Growing evidence suggests that gain or amplification [gain/amp(1q)] accumulates during disease progression of multiple myeloma (MM). Previous investigations have indicated that small gain/amp(1q) subclones present at the time of diagnosis may evolve into dominant clones upon MM relapse. However, the influence of a minor clone of gain/amp(1q) on MM survival, as well as the correlation between different clonal sizes of gain/amp(1q) and the chromosomal instability (CIN) of MM, remains poorly understood. In this study, we analyzed fluorescence in situ hybridization (FISH) results of 998 newly diagnosed MM (NDMM) patients. 513 patients were detected with gain/amp(1q) at diagnosis. Among these 513 patients, 55 had a minor clone (≤20%) of gain/amp(1q). Patients with a minor clone of gain/amp(1q) displayed similar survival outcomes compared to those without gain/amp(1q). Further analysis demonstrated patients with a minor clone of gain/amp(1q) exhibited a clonal architecture similar to those without gain/amp(1q). Lastly, our results showed a significant increase in the clonal size of the minor clone of gain/amp(1q), frequently observed in MM. These findings suggested that a minor clone of gain/amp(1q) might represent an earlier stage in the pathogenesis of gain/amp(1q) and propose a “two-step” process in the clonal size changes of gain/amp(1q) in MM.

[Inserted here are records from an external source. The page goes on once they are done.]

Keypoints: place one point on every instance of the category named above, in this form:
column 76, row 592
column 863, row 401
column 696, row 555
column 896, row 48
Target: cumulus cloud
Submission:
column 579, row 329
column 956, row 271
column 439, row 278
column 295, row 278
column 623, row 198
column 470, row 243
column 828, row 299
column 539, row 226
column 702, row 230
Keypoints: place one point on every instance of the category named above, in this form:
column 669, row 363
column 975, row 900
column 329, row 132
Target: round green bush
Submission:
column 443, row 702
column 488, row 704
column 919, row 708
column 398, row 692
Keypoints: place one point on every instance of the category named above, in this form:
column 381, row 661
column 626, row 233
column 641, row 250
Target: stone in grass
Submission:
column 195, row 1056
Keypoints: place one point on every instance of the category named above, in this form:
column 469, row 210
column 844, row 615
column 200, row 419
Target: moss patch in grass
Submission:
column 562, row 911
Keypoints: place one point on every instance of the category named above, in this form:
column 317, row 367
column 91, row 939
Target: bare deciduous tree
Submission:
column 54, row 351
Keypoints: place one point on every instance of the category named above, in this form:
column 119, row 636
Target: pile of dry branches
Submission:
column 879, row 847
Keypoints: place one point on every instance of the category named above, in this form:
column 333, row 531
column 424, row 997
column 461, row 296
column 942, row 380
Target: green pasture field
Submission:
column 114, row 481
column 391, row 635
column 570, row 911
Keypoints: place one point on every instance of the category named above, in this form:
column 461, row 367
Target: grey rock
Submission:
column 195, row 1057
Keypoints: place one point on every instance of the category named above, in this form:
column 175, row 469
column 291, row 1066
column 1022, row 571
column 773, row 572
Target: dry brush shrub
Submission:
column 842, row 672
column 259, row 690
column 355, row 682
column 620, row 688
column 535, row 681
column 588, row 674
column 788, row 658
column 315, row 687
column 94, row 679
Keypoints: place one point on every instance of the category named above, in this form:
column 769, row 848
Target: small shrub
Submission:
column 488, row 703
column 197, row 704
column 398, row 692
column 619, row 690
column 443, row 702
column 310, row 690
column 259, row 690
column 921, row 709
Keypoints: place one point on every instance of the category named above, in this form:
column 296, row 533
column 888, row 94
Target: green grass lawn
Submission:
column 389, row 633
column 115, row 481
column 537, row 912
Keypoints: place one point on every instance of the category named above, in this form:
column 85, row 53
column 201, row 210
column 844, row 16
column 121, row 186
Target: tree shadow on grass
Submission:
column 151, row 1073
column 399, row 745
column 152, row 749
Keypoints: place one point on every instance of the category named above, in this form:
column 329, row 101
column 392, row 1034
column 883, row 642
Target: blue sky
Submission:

越来越多的证据表明，增益或放大 [gain/amp(1q)] 在多发性骨髓瘤 (MM) 疾病进展过程中不断累积。先前的研究表明，诊断时存在的小增益/amp(1q)亚克隆可能在多发性骨髓瘤复发时演变成显性克隆。然而，gain/amp(1q) 的较小克隆对 MM 存活的影响，以及不同大小的 Gain/amp(1q) 克隆与 MM 染色体不稳定性 (CIN) 之间的相关性仍然知之甚少。在这项研究中，我们分析了 998 名新诊断的 MM (NDMM) 患者的荧光原位杂交 (FISH) 结果。 513 名患者在诊断时检测到增益/amp(1q)。在这 513 名患者中，55 名患者有增益/amp(1q) 的微小克隆 (≤20%)。与没有增益/amp(1q) 的患者相比，具有较小增益/amp(1q) 克隆的患者表现出相似的生存结果。进一步分析表明，具有少量增益/amp(1q) 克隆的患者表现出与没有增益/amp(1q) 的患者相似的克隆结构。最后，我们的结果显示，增益/amp(1q) 次要克隆的克隆大小显着增加，这在 MM 中经常观察到。这些发现表明，gain/amp(1q) 的较小克隆可能代表了 Gain/amp(1q) 发病机制的早期阶段，并提出了 Gain/amp(1q) 克隆大小变化的“两步”过程。在MM。